In the cosmetic industry, Paraffinum Liquidum has been revered for its softening and moisturizing qualities, so much so that it has been used in Vaseline. Whilst this may also relate to the medical field, there is no denying the importance of Vaseline in the cosmetic industry too as it is used to soften lips for lipstick and to groom eyebrows. Some other common uses of Paraffinum Liquidum include: 

  • Makeup remover
  • Skincare oil
  • Lip balm
  • Cleansing wipes
  • Cold cream
  • Makeup remover pads
  • Cuticle oil
  • Facial cleansers
  • Pigments
  • Moisturizers
  • Face masks
  • Concealer
  • Hair oil
  • Conditioner
  • Lip gloss
  • Serum
  • …and so much more! 

What are the health risks associated with Paraffinum Liquidum? 

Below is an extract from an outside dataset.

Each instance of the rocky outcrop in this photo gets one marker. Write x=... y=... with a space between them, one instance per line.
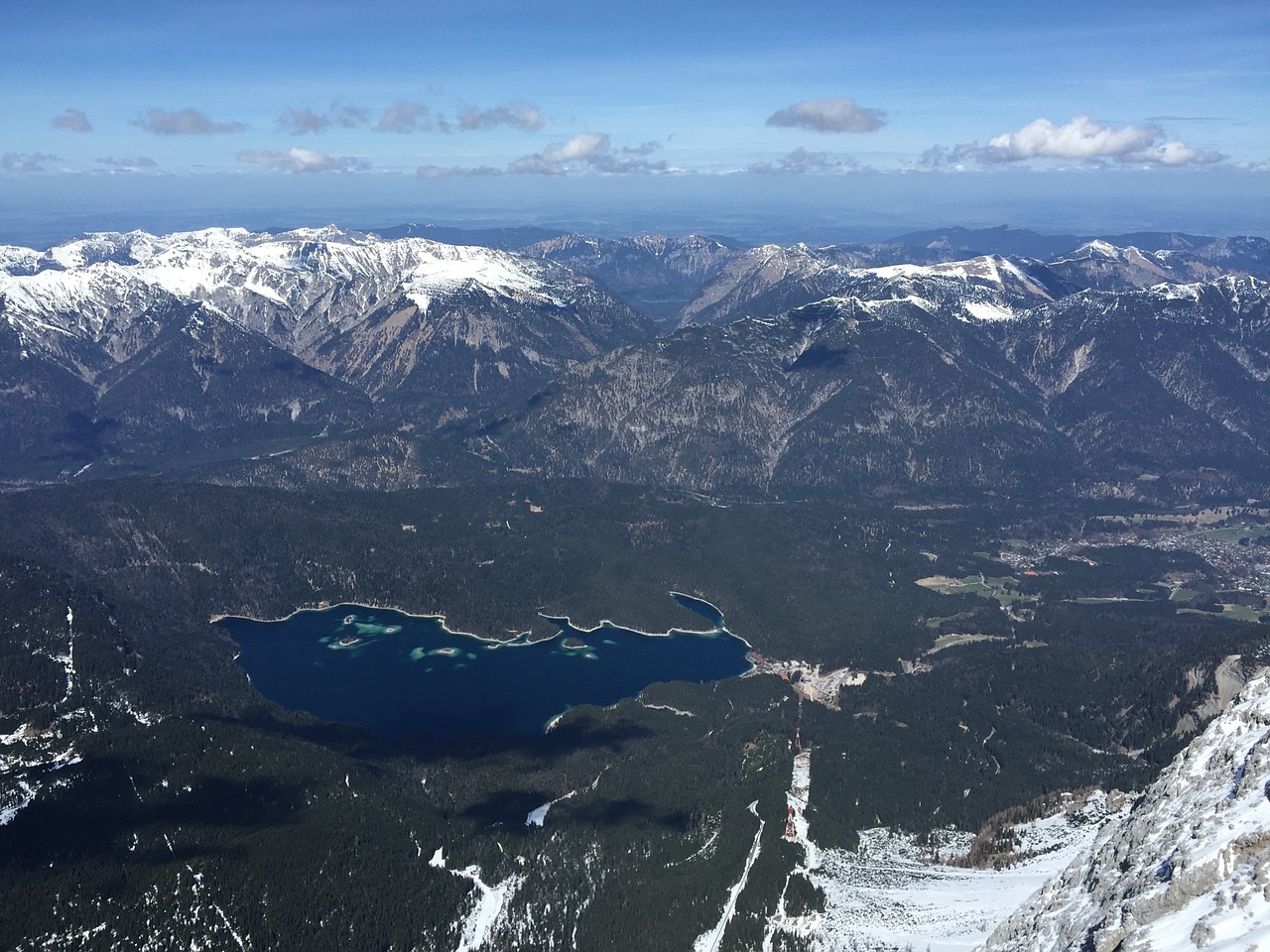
x=1188 y=869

As we mentioned at the start, Paraffinum Liquidum is not without its controversy. Even though it was traditionally used in the medical industry, it has since been thought to be harmful to humans. This is because it is a petroleum derivative. 

Petroleum can be very toxic to humans and can cause all kinds of issues. This is due to the petrochemicals in it which can damage the nervous system. However, this is rare. That being said, Paraffinum Liquidum can also cause skincare issues. This is because they contain neurotoxins.

These neurotoxins can get into the skin from the mineral oil forming a layer and essentially blocking the pores of your skin. This can stop natural respiration and perspiration and in turn trap bacteria. With this in mind, it can cause infections, dryness, allergic reactions, acne, and premature skin aging.